Researchers say the impacts may be more harmful than those caused by industrial air pollutants.
As wildfires increase in frequency and impact on air quality, they may also cause or exacerbate skin conditions, according to a press release1 from the American Academy of Dermatology (AAD) Annual Meeting.
“The health impact of air pollution from wildfires has not been well studied, but the evidence from our recent studies suggest that short-term wildfire air pollution can affect the skin and causes flares of certain skin disorders,” said Maria Wei, MD, PhD, FAAD, in the press release.
According to Wei, recent studies have shown that California wildfires, and the air pollution resulting from them, led a significant number of Californians to seek dermatologic treatment. Inflammatory skin conditions such as psoriasis and atopic dermatitis were among the most common.
Researchers found that patients with these conditions sought treatment at different times and at different rates. In fact, people who had not previously been diagnosed with either of these conditions also sought care.
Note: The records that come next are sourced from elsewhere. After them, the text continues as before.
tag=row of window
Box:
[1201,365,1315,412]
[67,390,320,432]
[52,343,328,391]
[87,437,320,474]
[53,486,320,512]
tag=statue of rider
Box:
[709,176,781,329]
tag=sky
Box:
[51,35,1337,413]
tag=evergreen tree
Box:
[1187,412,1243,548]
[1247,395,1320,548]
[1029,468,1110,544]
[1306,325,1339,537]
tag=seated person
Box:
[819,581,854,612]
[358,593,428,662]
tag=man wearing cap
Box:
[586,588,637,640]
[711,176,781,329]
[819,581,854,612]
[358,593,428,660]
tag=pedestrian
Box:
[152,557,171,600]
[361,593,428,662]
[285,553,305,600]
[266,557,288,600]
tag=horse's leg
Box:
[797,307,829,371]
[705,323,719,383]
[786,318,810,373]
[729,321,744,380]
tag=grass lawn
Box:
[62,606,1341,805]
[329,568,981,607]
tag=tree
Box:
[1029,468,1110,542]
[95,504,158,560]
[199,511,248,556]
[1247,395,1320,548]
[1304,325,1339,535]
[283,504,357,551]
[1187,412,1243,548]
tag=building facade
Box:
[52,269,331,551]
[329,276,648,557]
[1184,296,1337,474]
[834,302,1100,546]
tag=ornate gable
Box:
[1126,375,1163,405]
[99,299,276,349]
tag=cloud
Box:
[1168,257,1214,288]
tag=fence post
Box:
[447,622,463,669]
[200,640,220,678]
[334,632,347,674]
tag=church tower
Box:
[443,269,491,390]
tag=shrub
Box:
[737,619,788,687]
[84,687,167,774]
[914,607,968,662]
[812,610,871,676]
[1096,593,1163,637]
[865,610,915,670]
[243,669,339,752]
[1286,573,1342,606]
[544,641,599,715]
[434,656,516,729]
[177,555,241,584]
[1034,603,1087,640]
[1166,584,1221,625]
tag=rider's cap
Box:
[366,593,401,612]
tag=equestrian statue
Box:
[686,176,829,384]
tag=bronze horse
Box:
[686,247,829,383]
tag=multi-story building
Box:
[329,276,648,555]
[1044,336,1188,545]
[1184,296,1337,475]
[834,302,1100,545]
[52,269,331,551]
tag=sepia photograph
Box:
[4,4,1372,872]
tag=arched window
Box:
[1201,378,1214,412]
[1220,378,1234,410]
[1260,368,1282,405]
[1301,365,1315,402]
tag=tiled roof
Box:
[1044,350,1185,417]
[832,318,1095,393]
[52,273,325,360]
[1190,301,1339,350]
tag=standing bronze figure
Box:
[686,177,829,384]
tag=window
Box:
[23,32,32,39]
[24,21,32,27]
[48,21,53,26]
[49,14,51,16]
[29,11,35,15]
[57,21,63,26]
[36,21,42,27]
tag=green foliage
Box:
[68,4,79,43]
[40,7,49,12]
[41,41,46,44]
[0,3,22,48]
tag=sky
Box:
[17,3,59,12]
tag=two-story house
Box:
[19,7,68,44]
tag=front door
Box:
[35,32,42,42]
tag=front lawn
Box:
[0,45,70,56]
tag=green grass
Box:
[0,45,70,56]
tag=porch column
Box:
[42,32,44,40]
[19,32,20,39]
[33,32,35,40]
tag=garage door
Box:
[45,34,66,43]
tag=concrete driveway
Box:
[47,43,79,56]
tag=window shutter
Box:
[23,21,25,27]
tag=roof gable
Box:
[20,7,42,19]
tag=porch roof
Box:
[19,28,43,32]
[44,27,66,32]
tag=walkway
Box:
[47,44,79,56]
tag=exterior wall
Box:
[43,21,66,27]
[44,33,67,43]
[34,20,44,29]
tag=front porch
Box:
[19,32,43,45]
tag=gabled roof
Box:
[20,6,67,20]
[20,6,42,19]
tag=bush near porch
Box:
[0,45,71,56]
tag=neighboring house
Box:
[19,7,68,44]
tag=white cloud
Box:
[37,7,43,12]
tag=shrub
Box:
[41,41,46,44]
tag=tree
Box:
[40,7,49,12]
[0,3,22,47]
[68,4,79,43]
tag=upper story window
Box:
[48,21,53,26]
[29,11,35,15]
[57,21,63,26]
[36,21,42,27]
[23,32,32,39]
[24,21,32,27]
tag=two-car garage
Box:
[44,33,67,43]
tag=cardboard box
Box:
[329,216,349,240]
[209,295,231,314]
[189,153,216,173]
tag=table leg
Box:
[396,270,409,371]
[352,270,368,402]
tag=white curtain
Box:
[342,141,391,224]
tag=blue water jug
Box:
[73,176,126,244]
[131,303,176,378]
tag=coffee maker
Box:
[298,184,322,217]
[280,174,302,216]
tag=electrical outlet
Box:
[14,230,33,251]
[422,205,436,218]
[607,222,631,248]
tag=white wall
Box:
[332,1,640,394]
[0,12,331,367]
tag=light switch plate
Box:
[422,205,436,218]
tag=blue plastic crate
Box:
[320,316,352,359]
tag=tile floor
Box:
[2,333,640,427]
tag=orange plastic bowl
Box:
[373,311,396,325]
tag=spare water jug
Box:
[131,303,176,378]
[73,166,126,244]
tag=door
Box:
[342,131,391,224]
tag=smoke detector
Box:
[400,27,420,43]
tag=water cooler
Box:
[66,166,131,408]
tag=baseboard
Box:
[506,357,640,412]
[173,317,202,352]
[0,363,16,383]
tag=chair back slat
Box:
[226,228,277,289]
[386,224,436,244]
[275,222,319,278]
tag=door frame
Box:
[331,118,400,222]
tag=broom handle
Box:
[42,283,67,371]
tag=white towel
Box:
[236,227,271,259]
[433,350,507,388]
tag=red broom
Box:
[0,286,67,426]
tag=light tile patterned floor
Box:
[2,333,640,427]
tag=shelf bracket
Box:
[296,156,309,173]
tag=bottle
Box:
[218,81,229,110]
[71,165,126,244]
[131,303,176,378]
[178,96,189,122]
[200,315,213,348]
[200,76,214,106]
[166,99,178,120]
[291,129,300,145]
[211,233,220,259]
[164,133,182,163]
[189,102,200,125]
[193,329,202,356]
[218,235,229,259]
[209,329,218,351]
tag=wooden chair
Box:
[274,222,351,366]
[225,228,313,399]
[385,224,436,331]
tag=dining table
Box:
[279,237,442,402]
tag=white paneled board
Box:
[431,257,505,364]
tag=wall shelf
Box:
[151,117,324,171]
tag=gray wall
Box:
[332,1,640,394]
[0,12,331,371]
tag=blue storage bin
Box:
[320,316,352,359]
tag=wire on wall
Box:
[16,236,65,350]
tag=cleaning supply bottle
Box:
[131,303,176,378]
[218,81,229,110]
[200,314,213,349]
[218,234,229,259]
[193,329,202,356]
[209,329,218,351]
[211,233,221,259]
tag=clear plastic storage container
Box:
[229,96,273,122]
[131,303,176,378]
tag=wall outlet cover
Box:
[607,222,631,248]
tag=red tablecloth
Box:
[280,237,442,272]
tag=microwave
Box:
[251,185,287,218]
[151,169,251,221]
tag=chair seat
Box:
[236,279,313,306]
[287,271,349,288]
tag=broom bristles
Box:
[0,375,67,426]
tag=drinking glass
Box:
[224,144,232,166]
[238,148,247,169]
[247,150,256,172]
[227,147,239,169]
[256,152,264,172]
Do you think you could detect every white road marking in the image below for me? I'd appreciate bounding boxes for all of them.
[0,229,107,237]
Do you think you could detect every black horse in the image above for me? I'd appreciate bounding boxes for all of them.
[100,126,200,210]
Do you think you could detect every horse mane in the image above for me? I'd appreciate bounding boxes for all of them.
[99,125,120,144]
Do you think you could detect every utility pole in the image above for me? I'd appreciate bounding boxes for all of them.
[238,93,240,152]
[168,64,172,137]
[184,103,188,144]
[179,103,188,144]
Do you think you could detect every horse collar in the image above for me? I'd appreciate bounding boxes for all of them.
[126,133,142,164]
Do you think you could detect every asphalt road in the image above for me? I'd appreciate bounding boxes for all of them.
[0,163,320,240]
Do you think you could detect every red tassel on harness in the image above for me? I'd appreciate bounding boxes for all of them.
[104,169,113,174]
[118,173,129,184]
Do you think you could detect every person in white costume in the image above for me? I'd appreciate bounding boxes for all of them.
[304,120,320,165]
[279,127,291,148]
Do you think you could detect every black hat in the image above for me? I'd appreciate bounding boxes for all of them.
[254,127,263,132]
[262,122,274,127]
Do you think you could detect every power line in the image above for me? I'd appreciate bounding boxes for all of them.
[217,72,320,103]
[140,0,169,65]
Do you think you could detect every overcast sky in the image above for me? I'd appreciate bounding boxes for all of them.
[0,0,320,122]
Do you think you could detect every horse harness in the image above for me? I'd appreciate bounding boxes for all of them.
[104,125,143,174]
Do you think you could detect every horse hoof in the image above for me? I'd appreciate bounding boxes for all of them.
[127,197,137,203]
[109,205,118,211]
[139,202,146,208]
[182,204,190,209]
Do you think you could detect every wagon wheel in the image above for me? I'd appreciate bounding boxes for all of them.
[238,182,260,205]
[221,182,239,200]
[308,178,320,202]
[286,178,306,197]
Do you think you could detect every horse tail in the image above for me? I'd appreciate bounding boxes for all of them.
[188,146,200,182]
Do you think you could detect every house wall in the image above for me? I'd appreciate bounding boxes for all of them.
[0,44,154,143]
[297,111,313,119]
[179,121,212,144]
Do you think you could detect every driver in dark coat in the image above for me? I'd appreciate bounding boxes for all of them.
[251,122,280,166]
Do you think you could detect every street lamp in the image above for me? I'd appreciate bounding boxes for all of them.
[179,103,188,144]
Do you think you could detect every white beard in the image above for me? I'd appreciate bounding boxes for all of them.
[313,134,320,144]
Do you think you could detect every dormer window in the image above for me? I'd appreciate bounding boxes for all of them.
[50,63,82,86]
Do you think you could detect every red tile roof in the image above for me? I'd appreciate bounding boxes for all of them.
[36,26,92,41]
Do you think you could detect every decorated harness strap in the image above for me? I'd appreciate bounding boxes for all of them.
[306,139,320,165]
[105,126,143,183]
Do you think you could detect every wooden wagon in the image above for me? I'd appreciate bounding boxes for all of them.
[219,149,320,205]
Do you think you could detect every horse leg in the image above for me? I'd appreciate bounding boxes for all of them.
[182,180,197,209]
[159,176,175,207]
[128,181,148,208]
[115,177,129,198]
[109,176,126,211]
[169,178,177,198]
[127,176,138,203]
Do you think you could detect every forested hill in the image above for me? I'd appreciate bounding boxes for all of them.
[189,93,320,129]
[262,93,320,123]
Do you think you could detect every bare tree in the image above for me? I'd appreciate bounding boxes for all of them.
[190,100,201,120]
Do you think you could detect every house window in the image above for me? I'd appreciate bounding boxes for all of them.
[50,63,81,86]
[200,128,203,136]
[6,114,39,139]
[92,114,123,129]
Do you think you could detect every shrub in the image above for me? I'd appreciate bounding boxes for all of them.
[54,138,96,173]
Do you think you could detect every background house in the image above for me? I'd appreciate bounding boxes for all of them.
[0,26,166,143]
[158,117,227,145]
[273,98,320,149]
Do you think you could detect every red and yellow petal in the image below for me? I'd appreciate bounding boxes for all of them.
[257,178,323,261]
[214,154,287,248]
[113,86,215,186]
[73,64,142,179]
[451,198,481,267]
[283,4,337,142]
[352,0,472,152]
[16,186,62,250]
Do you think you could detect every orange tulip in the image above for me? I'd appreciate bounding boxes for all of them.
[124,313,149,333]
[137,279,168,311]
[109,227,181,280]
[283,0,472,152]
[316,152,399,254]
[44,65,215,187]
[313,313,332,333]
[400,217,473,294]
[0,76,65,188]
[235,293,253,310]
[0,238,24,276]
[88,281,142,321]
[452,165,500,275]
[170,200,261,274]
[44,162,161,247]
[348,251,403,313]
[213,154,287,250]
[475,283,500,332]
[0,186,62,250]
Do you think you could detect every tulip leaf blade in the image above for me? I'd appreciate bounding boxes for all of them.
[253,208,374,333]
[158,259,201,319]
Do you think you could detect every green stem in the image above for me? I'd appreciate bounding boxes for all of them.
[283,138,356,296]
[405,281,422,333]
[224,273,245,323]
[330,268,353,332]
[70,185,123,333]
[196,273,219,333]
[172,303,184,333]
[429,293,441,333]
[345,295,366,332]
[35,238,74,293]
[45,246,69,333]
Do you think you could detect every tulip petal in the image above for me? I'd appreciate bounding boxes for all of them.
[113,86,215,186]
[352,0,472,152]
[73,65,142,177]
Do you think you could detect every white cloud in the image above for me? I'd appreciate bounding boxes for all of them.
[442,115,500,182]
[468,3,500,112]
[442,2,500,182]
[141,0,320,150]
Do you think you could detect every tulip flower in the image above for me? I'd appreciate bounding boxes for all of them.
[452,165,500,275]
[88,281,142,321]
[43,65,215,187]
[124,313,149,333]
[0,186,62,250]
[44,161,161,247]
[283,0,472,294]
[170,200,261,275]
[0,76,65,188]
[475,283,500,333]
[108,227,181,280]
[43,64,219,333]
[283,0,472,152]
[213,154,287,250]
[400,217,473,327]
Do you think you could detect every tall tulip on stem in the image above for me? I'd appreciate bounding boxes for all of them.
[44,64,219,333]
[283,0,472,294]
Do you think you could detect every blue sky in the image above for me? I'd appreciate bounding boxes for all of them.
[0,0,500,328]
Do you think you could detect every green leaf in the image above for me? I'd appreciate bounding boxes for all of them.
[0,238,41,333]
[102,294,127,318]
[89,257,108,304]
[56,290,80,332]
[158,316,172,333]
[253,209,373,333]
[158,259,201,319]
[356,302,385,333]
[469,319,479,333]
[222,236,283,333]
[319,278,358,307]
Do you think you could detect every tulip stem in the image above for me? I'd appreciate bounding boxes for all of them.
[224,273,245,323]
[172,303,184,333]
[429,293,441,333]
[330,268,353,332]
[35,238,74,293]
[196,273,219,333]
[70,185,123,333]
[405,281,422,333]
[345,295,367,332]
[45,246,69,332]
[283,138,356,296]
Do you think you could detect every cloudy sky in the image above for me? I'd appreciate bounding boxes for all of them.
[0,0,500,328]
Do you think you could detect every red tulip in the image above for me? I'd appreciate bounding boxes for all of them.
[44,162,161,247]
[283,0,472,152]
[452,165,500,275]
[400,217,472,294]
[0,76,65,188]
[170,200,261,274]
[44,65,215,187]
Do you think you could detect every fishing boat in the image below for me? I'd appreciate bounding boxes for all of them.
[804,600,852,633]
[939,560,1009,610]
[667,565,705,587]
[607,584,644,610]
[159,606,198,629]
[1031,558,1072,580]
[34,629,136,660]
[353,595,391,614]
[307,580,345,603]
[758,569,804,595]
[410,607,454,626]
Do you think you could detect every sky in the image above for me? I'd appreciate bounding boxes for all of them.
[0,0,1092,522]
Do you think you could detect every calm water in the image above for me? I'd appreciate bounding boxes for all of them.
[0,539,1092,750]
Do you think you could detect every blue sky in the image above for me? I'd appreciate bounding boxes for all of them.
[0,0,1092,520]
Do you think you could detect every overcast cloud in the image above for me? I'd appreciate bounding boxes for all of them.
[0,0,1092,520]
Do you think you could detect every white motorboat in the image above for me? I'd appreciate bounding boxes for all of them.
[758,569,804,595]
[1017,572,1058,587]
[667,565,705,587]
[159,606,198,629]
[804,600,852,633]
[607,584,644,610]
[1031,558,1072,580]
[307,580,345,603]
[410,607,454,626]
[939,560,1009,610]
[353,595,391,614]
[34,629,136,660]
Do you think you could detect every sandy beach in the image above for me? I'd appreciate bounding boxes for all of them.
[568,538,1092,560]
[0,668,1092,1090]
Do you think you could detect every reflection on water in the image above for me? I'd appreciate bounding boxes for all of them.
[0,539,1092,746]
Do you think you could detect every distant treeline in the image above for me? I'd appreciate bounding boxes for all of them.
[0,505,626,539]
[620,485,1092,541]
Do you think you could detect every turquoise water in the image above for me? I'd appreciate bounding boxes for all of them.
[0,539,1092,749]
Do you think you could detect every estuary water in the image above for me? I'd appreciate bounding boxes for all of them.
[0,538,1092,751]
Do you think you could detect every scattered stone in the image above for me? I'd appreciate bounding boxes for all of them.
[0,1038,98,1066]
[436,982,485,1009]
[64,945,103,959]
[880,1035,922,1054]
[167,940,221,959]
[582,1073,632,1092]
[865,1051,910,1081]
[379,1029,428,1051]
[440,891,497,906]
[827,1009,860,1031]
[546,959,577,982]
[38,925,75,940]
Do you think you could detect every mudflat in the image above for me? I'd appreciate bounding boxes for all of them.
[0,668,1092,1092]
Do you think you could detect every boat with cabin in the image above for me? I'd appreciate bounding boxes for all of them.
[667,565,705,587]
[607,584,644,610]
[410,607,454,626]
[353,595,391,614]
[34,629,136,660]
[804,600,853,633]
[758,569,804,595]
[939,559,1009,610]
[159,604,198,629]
Patients with atopic dermatitis more commonly made visits to their dermatologists during wildfires. Additionally, dermatologists prescribed these patients oral or injectable treatments at a statistically significant and increasing rate.
Patients with psoriasis were more likely to seek dermatologic care in the weeks after the wildfires, specifically at the 5 to 9 week mark.
“This difference in timing may suggest that there are differences in how air pollution triggers flares for eczema compared to psoriasis,” Wei said.
Researchers also noted differences in the wildfires’ impacts on patients of varying ages. Children and adults ages 65 and older with atopic dermatitis, and adults with psoriasis, sought treatment at an increased rate. Children with diagnosed psoriasis did not.
Even factors such as proximity may impact skin conditions and flares.
“One of the interesting things that we discovered is that wildfire air pollution can affect communities quite a distance from where the fires originate,” Wei said. “The two fires we studied were 50 miles and 175 miles away from San Fransisco, where the studies’ patient population was located.”
However, Wei said these wildfire study results align with an idea presented by existing research.
“These results are consistent with studies indicating that air pollution from wildfires can be more toxic than air pollution caused by traditional industrial and traffic sources,” she said. “As wildfires increase, we might see an influx in the number of people seeking care for pollution-related skin conditions.”